Merge all nodes with the same property name

Hi, I've a problem that I do not know how to code in cypher. I have duplicate nodes with the same property name, (n.name) and they have their own relationships. I wanted to match these nodes, merges the properties and relationships of the 2nd through last nodes onto the first node, and deletes the 2nd through last nodes. I have the code below and it works.

MATCH (n:name)
WHERE n.name = "john"
WITH COLLECT(n) AS ns
CALL apoc.refactor.mergeNodes(ns) YIELD node
RETURN node;

However, I do not want to input the name manually. Is it possible to do a for loop all the nodes that have the same property name and do the above code? like john, jack, jane ...
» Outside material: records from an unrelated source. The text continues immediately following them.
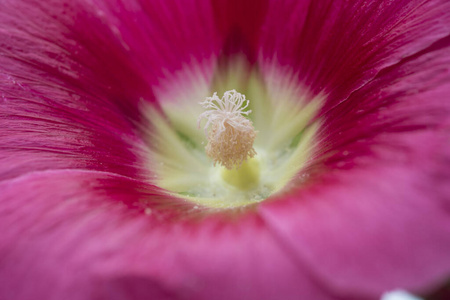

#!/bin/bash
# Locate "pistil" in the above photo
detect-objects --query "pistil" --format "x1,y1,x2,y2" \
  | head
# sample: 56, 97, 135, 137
198, 90, 256, 170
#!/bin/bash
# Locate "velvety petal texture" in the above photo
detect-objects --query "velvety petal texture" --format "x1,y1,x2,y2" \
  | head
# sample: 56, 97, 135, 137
0, 0, 450, 300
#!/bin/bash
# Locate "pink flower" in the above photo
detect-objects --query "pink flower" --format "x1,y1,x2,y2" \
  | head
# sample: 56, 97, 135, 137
0, 0, 450, 300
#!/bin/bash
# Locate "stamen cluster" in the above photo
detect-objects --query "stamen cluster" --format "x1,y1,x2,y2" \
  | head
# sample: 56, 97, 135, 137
198, 90, 256, 169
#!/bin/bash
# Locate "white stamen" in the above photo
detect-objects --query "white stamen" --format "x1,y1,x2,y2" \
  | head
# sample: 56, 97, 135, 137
198, 90, 256, 169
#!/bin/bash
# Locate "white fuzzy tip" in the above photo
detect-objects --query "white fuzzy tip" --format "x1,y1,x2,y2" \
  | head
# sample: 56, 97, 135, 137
198, 90, 256, 169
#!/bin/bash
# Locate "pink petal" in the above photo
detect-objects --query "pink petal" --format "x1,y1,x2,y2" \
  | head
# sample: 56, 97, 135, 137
261, 38, 450, 296
0, 171, 342, 300
261, 0, 450, 106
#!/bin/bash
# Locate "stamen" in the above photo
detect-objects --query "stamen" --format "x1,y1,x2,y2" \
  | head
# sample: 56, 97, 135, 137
198, 90, 256, 170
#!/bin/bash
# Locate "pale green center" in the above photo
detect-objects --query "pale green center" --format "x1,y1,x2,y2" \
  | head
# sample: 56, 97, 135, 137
145, 60, 322, 208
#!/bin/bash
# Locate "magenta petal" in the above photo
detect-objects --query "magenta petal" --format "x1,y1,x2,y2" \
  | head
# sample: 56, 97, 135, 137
261, 0, 450, 106
261, 34, 450, 295
0, 171, 344, 300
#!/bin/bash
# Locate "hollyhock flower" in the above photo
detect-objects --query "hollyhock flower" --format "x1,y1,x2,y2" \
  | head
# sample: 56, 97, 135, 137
0, 0, 450, 300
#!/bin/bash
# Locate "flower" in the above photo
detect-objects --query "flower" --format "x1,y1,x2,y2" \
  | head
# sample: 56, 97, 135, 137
0, 0, 450, 300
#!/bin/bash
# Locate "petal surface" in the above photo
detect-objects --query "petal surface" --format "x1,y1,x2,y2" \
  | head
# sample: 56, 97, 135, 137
0, 170, 346, 300
261, 33, 450, 295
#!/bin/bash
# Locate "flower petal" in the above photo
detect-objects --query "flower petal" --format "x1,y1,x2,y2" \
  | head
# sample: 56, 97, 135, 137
0, 171, 344, 300
261, 0, 450, 107
261, 38, 450, 296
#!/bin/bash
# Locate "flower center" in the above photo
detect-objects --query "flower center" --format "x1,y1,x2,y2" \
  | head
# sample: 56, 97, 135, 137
198, 90, 256, 170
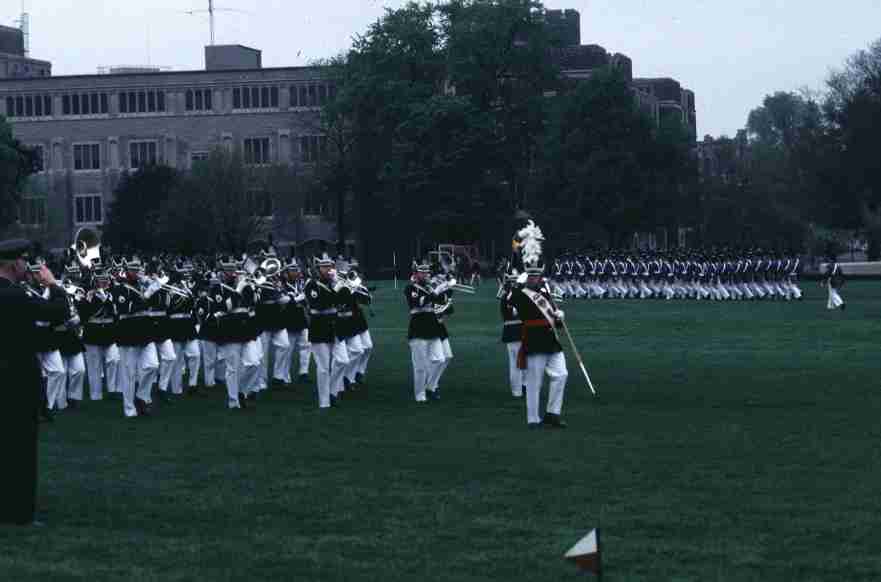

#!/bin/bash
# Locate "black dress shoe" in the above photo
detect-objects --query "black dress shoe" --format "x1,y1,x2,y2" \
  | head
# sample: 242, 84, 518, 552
541, 412, 568, 428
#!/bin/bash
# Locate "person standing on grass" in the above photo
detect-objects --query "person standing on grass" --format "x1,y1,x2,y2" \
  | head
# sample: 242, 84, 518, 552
510, 220, 569, 428
820, 262, 844, 311
0, 239, 71, 525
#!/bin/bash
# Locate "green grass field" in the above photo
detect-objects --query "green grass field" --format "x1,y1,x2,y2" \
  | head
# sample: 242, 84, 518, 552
0, 282, 881, 582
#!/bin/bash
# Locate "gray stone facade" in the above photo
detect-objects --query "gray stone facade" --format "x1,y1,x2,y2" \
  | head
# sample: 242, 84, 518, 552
0, 67, 334, 251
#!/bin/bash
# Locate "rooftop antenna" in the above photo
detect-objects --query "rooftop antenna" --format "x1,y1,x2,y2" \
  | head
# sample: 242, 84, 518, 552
18, 0, 31, 57
184, 0, 251, 46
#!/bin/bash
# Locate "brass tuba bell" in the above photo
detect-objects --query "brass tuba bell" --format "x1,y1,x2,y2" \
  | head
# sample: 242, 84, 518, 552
70, 227, 101, 269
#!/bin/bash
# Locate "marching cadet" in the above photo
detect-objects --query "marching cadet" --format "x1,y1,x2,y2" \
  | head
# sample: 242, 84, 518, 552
499, 269, 525, 398
349, 259, 373, 385
254, 255, 291, 391
303, 253, 348, 409
167, 262, 202, 395
820, 262, 845, 311
214, 259, 261, 410
511, 221, 569, 428
110, 257, 159, 418
80, 265, 120, 400
196, 272, 223, 389
147, 260, 177, 403
279, 257, 312, 384
404, 263, 445, 402
0, 239, 70, 526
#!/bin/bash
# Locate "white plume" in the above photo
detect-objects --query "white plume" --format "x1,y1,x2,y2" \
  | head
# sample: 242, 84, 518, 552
517, 220, 545, 265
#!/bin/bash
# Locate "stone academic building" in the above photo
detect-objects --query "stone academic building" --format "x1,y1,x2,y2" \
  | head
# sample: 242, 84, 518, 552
0, 10, 696, 247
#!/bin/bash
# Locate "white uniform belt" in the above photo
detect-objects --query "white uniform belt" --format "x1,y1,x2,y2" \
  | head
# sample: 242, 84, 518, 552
309, 309, 337, 315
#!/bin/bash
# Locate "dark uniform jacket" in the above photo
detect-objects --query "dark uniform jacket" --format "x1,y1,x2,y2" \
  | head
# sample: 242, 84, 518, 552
0, 279, 69, 524
499, 289, 523, 344
304, 279, 338, 344
510, 289, 563, 355
79, 289, 117, 347
404, 283, 445, 339
283, 282, 309, 334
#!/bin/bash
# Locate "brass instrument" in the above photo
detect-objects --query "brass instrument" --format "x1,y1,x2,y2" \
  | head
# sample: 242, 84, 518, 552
70, 227, 101, 269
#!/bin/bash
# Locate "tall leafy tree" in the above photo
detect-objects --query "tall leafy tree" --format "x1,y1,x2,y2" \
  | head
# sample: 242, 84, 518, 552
0, 116, 37, 228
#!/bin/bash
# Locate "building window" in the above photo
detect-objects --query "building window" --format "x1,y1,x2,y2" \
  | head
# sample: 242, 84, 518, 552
232, 86, 278, 109
30, 145, 46, 172
74, 194, 104, 224
119, 91, 165, 113
184, 89, 211, 111
245, 137, 269, 164
129, 141, 156, 170
18, 196, 46, 226
73, 143, 101, 170
248, 190, 272, 218
300, 135, 327, 163
190, 152, 209, 167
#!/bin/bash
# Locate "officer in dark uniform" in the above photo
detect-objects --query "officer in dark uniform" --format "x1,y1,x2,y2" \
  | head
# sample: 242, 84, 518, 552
303, 254, 340, 408
0, 239, 70, 525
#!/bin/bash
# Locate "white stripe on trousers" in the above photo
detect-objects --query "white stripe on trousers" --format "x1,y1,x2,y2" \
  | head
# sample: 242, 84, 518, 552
505, 342, 524, 397
525, 352, 569, 423
86, 344, 119, 400
220, 339, 260, 408
171, 339, 201, 394
118, 342, 159, 416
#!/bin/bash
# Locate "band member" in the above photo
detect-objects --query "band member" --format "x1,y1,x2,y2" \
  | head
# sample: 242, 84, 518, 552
282, 258, 312, 384
80, 265, 120, 400
510, 221, 569, 428
821, 262, 845, 311
110, 257, 160, 418
349, 259, 373, 385
0, 239, 69, 525
499, 270, 525, 398
214, 260, 261, 410
255, 257, 291, 390
196, 272, 225, 388
404, 263, 446, 402
304, 254, 348, 408
168, 263, 201, 395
to find nodes with the same property value

MATCH (n1:name),(n2:name)
WHERE n1.name = n2.name and id(n1) < id(n2)
WITH [n1,n2] as ns
CALL apoc.refactor.mergeNodes(ns) YIELD node
RETURN node

id(n1) < id(n2)
don't quite get this and got syntax error
does the id refer to the internal id that neo4j created? i do not have id as property in the node

Yes, this is internal id of Neo4j. I fixed the syntax error

works! thanks alot!!!!!

Hello, I have actually been looking for a solution like that as well. For me it however leads to a Cartesian product? Is there a way to avoid that?

Yes, it will look similar to the query in the first post, except we'll collect with respect to name (for each row/name, we'll get the collection of nodes with that name) and filter to only rows where there are multiple nodes for that name:

MATCH (n:name)
WITH n.name as name, COLLECT(n) AS ns
WHERE size(ns) > 1
CALL apoc.refactor.mergeNodes(ns) YIELD node
RETURN node;
3 Likes

Brilliant, thanks a lot!!!

Hi, I've an error if the property of my nodes are uniquely indexed. Are there any work around with it?
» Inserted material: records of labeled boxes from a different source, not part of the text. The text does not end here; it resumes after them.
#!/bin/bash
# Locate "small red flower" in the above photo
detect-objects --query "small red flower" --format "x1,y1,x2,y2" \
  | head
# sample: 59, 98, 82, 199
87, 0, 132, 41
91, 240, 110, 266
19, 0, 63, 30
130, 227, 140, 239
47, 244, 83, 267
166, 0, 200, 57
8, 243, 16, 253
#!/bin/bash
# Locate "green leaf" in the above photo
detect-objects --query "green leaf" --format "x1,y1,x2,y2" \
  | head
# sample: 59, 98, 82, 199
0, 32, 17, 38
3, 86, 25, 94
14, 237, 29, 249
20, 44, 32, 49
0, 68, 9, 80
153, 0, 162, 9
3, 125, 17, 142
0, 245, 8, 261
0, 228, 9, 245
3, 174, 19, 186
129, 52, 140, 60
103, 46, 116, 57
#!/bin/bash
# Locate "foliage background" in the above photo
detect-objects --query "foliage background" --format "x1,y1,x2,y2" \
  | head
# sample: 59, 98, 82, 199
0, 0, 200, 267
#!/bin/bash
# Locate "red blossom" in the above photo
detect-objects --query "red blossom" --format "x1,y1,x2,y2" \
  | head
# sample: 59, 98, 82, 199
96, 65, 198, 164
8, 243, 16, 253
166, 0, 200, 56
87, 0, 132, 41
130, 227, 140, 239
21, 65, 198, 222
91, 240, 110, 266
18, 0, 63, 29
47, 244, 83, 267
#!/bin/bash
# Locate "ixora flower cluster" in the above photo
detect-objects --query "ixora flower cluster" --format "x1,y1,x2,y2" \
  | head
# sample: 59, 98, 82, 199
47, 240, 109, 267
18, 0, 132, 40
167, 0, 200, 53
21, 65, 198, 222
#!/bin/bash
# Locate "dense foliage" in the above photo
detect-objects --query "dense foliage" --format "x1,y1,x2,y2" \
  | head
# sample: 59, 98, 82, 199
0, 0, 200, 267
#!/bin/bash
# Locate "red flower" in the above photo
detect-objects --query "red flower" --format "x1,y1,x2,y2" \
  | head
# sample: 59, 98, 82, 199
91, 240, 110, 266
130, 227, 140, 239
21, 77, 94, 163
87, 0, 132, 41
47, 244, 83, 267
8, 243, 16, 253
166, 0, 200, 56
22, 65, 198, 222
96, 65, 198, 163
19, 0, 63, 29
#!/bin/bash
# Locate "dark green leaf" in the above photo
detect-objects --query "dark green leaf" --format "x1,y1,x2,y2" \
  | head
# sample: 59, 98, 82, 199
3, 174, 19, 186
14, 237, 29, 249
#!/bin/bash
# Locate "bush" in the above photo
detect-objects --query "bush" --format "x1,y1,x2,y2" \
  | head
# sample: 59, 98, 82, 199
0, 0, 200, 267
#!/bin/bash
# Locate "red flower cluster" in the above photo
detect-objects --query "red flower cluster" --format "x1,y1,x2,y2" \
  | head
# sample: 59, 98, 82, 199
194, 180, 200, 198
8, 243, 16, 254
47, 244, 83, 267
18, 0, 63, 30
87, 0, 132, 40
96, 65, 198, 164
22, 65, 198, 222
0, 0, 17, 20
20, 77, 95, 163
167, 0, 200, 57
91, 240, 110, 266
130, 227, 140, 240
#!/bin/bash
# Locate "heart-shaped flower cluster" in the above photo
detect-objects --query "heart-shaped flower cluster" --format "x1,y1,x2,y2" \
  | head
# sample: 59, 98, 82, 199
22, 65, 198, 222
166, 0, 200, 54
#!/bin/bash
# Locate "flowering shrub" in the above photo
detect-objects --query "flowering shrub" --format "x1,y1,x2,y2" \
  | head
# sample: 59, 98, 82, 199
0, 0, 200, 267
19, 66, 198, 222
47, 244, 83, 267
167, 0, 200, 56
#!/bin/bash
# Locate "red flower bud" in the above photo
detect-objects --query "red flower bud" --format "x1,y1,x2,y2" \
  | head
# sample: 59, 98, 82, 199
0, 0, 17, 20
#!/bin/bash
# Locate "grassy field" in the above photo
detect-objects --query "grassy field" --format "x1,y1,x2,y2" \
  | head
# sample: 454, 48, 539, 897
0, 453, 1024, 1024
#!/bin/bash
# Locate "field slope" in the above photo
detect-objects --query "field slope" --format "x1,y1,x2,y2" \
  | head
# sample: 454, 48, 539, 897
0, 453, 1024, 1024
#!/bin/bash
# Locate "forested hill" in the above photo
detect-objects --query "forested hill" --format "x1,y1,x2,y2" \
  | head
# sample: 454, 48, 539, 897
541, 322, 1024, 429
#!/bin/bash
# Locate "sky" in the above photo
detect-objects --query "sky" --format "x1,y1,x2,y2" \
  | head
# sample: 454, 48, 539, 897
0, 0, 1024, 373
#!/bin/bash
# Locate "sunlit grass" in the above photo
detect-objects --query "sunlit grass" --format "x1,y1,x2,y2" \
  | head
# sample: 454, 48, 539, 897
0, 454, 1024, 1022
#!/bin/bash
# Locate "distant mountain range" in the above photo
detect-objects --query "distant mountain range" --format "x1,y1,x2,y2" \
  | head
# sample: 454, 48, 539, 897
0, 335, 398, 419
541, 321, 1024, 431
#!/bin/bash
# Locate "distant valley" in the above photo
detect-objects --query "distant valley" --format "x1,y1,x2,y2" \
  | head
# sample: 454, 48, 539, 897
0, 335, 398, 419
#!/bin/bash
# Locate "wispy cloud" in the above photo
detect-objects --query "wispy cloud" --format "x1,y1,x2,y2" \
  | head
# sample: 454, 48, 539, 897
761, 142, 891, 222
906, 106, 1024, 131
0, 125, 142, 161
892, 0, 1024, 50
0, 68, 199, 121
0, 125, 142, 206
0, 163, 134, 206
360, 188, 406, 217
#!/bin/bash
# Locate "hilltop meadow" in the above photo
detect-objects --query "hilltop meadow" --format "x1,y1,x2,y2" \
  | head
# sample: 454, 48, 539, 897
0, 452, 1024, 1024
New data does not satisfy CONSTRAINT ON ( label[0]:label[0] ) ASSERT label[0].property[0] IS UNIQUE.

Nvm solved it using this

CALL apoc.refactor.mergeNodes(nodes,{properties:"combine", mergeRels:true}) yield node

Hi andrew, is it possible to create case insensitive merge query like this one?

You mean case insensitive on the name property (or the common property used to identify duplicates), or case insensitive on the properties being merged?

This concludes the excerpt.